O namoro só durou um mês, pois os pais dela obrigaram a menina a terminar tudo
comigo.
- Eu
me lembro de quando você foi para Itabuna, na intenção de trabalhar numa
oficina de mecânica, do irmão de Tony de Leda. Mas ficou por pouco tempo,
voltando logo depois – Disse Pé de Pata, lembrando-se da ocasião.
- Pois
é!... Os parentes da menina queriam me dar uma surra!... O irmão do meu
padrinho me aconselhou a voltar para Jequié!
Porcino
deu um forte suspiro e, relembrando as estórias de amor, que lia nos cordéis,
disse com aquela resignação, típica das pessoas despojadas pela sorte:
- Pois
é irmãozinho!

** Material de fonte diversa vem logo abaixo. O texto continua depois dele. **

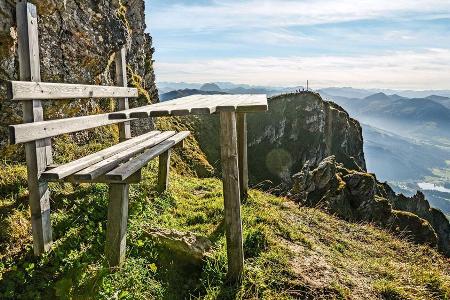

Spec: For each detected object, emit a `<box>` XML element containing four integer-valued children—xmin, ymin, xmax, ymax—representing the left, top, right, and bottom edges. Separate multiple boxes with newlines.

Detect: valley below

Uma moça rica namorar um rapaz pobre, só se vê em filmes de amor!
Desta
vez, foi Nêgo quem caçoou da situação dos amigos, citando outro dito popular:
- Pois
é camarada!... “Cada macaco em seu galho”!
Géo,
que até aquele momento estava calado, disse com raiva:
- Pode
ser que sim! Mas no caso de Johnny, houve sacanagem de Orlando!
- Eu
também acho! – Adiantou Pé de Pata.
- Eu
também! – Concluiu Mamãe eu Quero.
Os
garotos ficaram por algum tempo analisando os desmandos de Orlando. Quando Nêgo
começou a falar mal do rapaz, Johnny retrucou com outros ditados populares:
-
Vamos deixar Orlando de lado que “ele é carta fora do baralho” e, além disso,
“o que não tem remédio, remediado está”!
Os
garotos começaram a rir, voltando à alegria natural de suas juventudes. Naquele
momento foi inaugurado o Mercado Municipal de Jequié, com o prefeito Lomanto
Junior cortando a fita, liberando as entradas para a população ter acesso às
suas dependências.
Terminando as festividades ao anoitecer, os garotos foram embora para suas casas, levando Johnny na companhia deles, que já tinha se dissipado de suas tristezas, contagiado pelas alacridades de seus companheiros.